Friday, May 7, 2010

Fit For Consumption: Fashion’s Branded Future

By Sarah Fones

With the imminent launch of Belvedere’s Pink Grapefruit flavor, the vodka purveyor is set to open a 6,000-square-foot pop-up shop across the street from Matthew Williamson’s Meatpacking District boutique. The temporary space is slated to house a series of promotional events for the launch, including a partnership with Williamson on a $1,540 limited-edition kaftan, which will be unveiled when the store opens on on May 12th. The designer claims that the piece was inspired “by the vitality of sultry high-summer evenings,” a description that could also apply to any number of the his Ibiza-themed wares from past seasons. Given the proliferation of branded partnerships these days—of which Williamson and Belvedere’s is but one of many—”fashion” has now become fit for consumption off the rack, on the screen and in the bottle.

Like Belvedere, SKYY vodka has gotten in on the game in a high profile way, enlisting Sex and The City 2 costume designer Pat Field to create a movie-themed bottle. Whereas Williamson has paired with model/DJ Leigh Lezark to promote the current collaboration (Belvedere did likewise with designer Jonathan Kelsey and Estelle last year), SKYY has four ready-made muses. Anyone familiar with SJP’s cosmo-swilling penchants might consider this a savvy bit of marketing, especially given the fact that consumers who purchase the limited edition bottle will also receive a discount on tickets to the movie sequel. From a fiscal standpoint too, investing in a bottle of booze is infinitely less expensive than dropping serious money on a pair of Louboutins, which, even as the economy improves, still isn’t the purview of most moviegoers.
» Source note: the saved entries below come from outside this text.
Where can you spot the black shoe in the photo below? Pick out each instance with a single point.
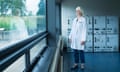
(82, 66)
(75, 66)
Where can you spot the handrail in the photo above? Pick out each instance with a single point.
(16, 46)
(11, 53)
(57, 56)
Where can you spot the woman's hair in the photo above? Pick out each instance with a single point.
(78, 8)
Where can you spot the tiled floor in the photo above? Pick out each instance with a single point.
(95, 62)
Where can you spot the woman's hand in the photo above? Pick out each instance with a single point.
(82, 42)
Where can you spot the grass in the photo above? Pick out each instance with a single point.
(30, 22)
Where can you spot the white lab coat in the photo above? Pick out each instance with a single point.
(78, 33)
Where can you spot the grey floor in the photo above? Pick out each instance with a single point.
(95, 62)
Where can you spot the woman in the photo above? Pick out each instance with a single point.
(77, 38)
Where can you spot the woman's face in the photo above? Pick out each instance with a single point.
(78, 13)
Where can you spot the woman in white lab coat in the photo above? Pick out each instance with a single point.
(77, 38)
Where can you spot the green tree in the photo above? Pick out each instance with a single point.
(6, 5)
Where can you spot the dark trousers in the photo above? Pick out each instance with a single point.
(79, 56)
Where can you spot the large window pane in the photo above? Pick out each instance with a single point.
(36, 49)
(21, 18)
(17, 66)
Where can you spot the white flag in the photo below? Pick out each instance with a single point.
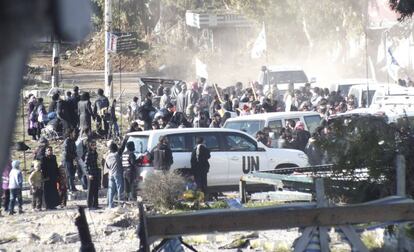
(259, 46)
(201, 69)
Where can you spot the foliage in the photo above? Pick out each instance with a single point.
(163, 189)
(366, 142)
(127, 15)
(403, 7)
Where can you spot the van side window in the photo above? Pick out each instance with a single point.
(275, 125)
(177, 142)
(211, 141)
(237, 142)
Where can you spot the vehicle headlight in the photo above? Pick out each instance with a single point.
(303, 156)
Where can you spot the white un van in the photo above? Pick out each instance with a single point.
(233, 153)
(251, 124)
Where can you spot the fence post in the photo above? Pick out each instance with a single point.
(401, 176)
(321, 202)
(242, 191)
(401, 191)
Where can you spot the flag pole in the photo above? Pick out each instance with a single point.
(266, 51)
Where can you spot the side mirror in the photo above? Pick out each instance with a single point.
(260, 147)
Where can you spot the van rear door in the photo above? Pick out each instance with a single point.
(181, 151)
(243, 156)
(219, 166)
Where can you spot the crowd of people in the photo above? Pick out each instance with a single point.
(177, 106)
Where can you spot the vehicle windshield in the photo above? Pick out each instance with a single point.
(250, 127)
(287, 77)
(371, 95)
(140, 142)
(312, 122)
(344, 89)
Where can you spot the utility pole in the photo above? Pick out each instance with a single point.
(55, 62)
(109, 89)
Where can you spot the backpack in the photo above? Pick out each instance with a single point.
(33, 115)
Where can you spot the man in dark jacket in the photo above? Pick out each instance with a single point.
(145, 110)
(94, 175)
(130, 171)
(68, 158)
(200, 165)
(101, 112)
(114, 165)
(85, 113)
(161, 155)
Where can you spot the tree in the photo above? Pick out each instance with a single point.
(371, 143)
(404, 7)
(127, 15)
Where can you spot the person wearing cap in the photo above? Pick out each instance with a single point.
(165, 98)
(15, 186)
(36, 184)
(300, 136)
(216, 121)
(40, 151)
(161, 155)
(192, 94)
(182, 101)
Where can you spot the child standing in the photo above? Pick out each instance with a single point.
(36, 183)
(94, 175)
(62, 186)
(15, 186)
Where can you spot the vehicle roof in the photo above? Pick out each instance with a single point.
(180, 130)
(371, 86)
(278, 68)
(390, 112)
(267, 116)
(354, 81)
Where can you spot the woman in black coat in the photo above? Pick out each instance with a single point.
(85, 113)
(200, 165)
(50, 175)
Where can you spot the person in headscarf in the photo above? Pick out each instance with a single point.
(32, 123)
(15, 186)
(200, 165)
(300, 136)
(50, 173)
(161, 155)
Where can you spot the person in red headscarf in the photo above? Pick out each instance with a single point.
(193, 94)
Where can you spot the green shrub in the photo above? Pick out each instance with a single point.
(163, 189)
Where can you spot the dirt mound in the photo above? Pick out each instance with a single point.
(90, 55)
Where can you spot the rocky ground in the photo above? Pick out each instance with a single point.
(115, 230)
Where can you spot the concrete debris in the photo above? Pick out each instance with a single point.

While film’s influence on fashion has arguably waned, the medium still holds tremendous appeal when it comes to product placement and promotional tie-ins. 2002’s Die Another Day—also dubbed Buy Another Day—is widely regarded as having kickstarted the film-as-infomercial trend with cameos from Bollinger, Omega, Samsonite and BMW. For its part, SATC 2 promises brand star-turns from Lipton Tea, Moët & Chandon, Swarovski and Hewlett-Packard, among others. Anyone surprised by Carrie’s decision to ditch Apple for a PC this go-round will be less taken aback by the Halston dress she dons in the film’s posters. Parker is, after all, Halston Heritage’s new designer, and an equity stake holder in the company.

Disney, meanwhile, invested big money earlier this year in partnerships with labels such as Stella McCartney, Furla, Tom Binns and Sue Wong to promote Alice in Wonderland. The goods understandably received a great deal of editorial attention, so, provided grown-ups still want a pricey piece of the fairy tale, we can expect similar branding trends to continue. On the flipside, Avatar reportedly inspired Jean Paul Gaultier and Donatella Versace for fall—albeit more subtly than Marc Jacobs’ Marie Antoinette-edged runway flourishes in 2007.

The same cannot be said for television and video, where many believe fashion’s influence will ultimately be most readily felt, primarily via in-your-face product placement (see Gossip Girl, 30 Rock and most notably, Lady Gaga’s “Telephone” video). Heavily branded, female-centric films like SATC 2 may prove this theory wrong, but many consumers are also now infinitely more discerning when it comes to pulling out their credit cards—something we know Carrie never worried about on HBO.